How the Rise of Data Center Disaggregation Creates Demand for Co-Packaged Optics
May 24, 2022
Blog
From online transactions to streaming videos and big data analytics, data centers are proving to be the workhorses of our smart, connected world. Higher volumes of data coupled with increasingly complex data are causing a shift in data center architectures. A new trend has emerged in data center architectures to address these two underlying forces: data center disaggregation.
To support more efficient processing of massive data workloads, disaggregated data centers are marked by compute, networking, storage, and optics resources that are separated in different boxes and connected optically.
Let’s examine the changes in data center architectures and how optical technologies can facilitate these changes.

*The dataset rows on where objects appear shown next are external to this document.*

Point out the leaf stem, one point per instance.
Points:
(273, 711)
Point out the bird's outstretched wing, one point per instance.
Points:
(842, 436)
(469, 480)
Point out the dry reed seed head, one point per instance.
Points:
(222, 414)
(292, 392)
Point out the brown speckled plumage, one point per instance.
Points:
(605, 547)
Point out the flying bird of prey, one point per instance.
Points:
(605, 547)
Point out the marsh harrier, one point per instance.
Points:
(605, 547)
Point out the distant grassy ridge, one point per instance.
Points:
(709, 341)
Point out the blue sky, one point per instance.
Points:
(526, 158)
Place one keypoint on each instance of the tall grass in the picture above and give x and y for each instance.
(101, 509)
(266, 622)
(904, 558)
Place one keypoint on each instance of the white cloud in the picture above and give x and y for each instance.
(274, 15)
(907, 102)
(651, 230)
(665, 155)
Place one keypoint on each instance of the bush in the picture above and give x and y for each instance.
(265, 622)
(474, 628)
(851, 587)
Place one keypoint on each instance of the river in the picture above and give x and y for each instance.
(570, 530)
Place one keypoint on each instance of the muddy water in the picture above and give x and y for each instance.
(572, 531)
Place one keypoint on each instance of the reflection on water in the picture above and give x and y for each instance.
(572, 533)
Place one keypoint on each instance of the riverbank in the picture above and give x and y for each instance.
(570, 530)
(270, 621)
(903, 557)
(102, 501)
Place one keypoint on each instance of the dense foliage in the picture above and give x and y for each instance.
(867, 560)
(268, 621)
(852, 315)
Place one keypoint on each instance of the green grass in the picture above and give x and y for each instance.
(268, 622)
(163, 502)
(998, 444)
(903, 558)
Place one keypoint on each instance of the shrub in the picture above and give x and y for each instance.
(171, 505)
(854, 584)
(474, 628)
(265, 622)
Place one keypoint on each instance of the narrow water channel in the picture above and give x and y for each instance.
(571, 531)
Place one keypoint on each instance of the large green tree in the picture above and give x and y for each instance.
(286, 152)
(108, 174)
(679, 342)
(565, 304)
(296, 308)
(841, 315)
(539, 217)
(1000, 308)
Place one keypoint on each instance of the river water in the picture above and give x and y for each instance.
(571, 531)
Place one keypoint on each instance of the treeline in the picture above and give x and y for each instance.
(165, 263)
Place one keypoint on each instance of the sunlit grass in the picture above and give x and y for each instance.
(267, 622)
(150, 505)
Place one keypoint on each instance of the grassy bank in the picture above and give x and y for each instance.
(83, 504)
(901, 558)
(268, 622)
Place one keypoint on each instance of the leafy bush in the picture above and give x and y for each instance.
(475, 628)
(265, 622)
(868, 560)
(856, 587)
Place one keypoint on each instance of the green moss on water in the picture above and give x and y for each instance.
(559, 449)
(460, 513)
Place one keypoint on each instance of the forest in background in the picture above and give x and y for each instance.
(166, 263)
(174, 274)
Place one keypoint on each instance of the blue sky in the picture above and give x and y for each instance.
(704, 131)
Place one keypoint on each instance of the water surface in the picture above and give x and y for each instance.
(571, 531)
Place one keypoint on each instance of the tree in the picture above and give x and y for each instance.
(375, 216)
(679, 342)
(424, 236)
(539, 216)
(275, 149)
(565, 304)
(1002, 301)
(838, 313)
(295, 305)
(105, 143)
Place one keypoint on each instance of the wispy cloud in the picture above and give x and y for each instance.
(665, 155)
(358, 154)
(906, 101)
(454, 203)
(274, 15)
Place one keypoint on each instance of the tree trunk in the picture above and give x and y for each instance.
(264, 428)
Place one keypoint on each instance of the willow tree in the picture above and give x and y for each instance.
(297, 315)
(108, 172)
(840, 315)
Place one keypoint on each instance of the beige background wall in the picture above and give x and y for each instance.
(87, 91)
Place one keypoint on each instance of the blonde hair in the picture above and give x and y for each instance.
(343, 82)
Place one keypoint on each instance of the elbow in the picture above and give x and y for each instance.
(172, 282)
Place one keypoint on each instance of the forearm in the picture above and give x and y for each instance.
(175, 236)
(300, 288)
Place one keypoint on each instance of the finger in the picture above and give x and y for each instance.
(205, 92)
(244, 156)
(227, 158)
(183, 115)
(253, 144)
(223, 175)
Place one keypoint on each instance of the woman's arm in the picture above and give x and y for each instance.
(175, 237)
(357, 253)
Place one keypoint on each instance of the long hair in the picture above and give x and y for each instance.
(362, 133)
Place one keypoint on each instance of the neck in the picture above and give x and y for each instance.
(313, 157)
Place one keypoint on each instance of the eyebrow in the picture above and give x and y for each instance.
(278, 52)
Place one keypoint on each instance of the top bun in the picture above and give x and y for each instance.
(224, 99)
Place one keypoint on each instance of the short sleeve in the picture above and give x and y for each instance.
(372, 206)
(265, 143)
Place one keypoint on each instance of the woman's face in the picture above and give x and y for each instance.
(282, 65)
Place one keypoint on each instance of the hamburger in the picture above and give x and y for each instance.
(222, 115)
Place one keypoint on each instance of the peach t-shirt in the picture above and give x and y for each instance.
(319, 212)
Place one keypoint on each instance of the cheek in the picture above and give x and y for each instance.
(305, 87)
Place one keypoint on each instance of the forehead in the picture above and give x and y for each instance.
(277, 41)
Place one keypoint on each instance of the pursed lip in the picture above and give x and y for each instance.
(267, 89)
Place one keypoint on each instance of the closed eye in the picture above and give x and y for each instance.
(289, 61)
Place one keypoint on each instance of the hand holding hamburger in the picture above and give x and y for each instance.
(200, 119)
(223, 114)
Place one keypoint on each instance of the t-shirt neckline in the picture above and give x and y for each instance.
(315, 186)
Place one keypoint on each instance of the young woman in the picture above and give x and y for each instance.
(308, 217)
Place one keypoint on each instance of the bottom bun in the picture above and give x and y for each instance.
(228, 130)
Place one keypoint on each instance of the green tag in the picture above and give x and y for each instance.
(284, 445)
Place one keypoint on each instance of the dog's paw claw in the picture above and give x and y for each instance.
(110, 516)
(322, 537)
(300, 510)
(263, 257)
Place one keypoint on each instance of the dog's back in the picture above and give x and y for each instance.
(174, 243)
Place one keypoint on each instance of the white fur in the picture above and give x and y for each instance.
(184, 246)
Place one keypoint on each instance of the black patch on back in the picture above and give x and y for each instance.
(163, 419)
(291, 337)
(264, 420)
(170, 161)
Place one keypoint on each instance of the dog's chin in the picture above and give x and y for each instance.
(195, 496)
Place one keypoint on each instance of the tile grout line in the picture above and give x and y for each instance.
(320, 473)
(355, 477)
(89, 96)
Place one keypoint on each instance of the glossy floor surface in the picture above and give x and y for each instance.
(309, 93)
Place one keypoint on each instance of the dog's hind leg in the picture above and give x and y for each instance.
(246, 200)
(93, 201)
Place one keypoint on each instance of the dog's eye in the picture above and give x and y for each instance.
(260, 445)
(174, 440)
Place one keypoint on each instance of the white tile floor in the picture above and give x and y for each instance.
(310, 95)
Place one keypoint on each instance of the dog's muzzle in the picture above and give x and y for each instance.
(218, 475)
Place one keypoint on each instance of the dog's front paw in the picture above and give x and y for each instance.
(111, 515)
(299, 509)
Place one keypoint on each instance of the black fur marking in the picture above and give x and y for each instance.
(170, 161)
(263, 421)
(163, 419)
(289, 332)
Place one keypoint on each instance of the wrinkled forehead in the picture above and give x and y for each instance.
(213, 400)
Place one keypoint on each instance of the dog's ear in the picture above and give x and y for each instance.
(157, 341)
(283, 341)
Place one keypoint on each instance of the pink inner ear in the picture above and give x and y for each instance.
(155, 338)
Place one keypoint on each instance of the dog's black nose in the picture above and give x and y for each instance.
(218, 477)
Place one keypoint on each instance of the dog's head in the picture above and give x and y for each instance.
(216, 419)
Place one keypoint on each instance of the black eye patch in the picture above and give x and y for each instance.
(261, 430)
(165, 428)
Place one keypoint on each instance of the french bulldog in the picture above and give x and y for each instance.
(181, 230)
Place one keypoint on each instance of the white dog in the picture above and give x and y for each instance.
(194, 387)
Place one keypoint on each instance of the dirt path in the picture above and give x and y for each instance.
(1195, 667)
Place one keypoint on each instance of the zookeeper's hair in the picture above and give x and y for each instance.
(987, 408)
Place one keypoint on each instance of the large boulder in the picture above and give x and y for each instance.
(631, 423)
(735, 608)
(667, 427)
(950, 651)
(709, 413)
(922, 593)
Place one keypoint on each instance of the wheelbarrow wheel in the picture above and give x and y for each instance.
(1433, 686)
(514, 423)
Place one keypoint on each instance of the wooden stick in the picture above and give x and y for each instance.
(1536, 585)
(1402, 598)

Unstoppable Demand for High Bandwidth and Low Latency
Cloud computing is extending its reach across a variety of industries, including chip design. Meanwhile, companies in data-intensive areas like software platforms, e-commerce, and social media are building their own hyperscale data centers. Inside these centers are several thousand to tens of thousands of servers, working diligently to support the functions and transactions that allow us to watch movies, buy groceries, and work from our mobile devices. To provide an idea of where data demands are headed, have a look at these assessments from the IEEE 802.3 Ethernet Bandwidth Assessment Report:
- By 2025, an anticipated 38 billion devices will be connected to the internet, up from about 29 billion this year
- Between 2017 and this year, there will be a projected 200% increase in average traffic per user and per household
- Video-based data is expected to grow from 75% of data (roughly 90 exabytes per month) in 2017 to 82% of data (roughly 325 exabytes per month) this year
Optical Interconnects for Faster Data Transmission
Disaggregated data center architectures are ideal for meeting endless demands for high bandwidth and low latency. In this approach, optical interconnects connect homogeneous resources, providing better flexibility, higher density, and better utilization. When a workload comes in, a central intelligence unit figures out and takes only what is needed from the compute, networking, and storage resources, thus eliminating any waste. Remaining resources can then be directed to other jobs.
Optical interconnects transmit signals via light. Compared to their copper counterparts, optical interconnects support higher bandwidth and speed, lower latency, and lower power. They’ve been proving their worth for rack-to-rack, room-to-room, and building-to-building configurations. With their pluggable modules, using optical interconnects also makes it easier to upgrade network infrastructures to support 400G, 800G, and 1.6T Ethernet.
With data network speeds surpassing 400 Gbps, many engineers are worried about how much power is needed to drive the electrical signals to the optical modules. Co-packaged optics, composed of a single package integrating electrical and photonic dies, can help. The electrical link between the host SoC and the optical interface is connected to co-packaged optics in the package rather than to the pluggable module in the faceplate of a server rack, making the link shorter and, therefore, more power efficient.
The Role of Die-to-Die Interface IP
When a system features co-packaged optics, the optical interconnects must support multi-chip modules (MCMs). MCMs rely on die-to-die controllers and PHY for connectivity. These controllers—which need to deliver efficient inter-die connectivity in high-performance computing, server, and networking SoCs—should ideally be optimized for latency, bandwidth, power, and area. The PHY, meanwhile, comes in different formats depending on the needs.
Many designers use long-reach PHY on copper interconnects, but these are starting to reach their limits, especially for large SoCs that have hundreds of PHY lanes. This is leading some engineers to go with very short reach (VSR) PHY for pluggable optical modules.
With the growing popularity of co-packaged optical modules, extra-short-reach (XSR) PHY and, looking ahead, Universal Chiplet Interconnect Express (UCIe) PHY will no doubt play important roles, too. Both of these formats allow placement of the optics chip very close to the host chip or on the same package substrate.
Data makes our digital world go ‘round and, in answer to our insatiable appetite for data, disaggregated data centers are emerging as a popular architecture. Optical interconnects are their highways, helping to ensure that we can uncover useful insights through complex modeling, stream high-definition programs from our smartphones, and engage in a variety of other online activities smoothly and swiftly.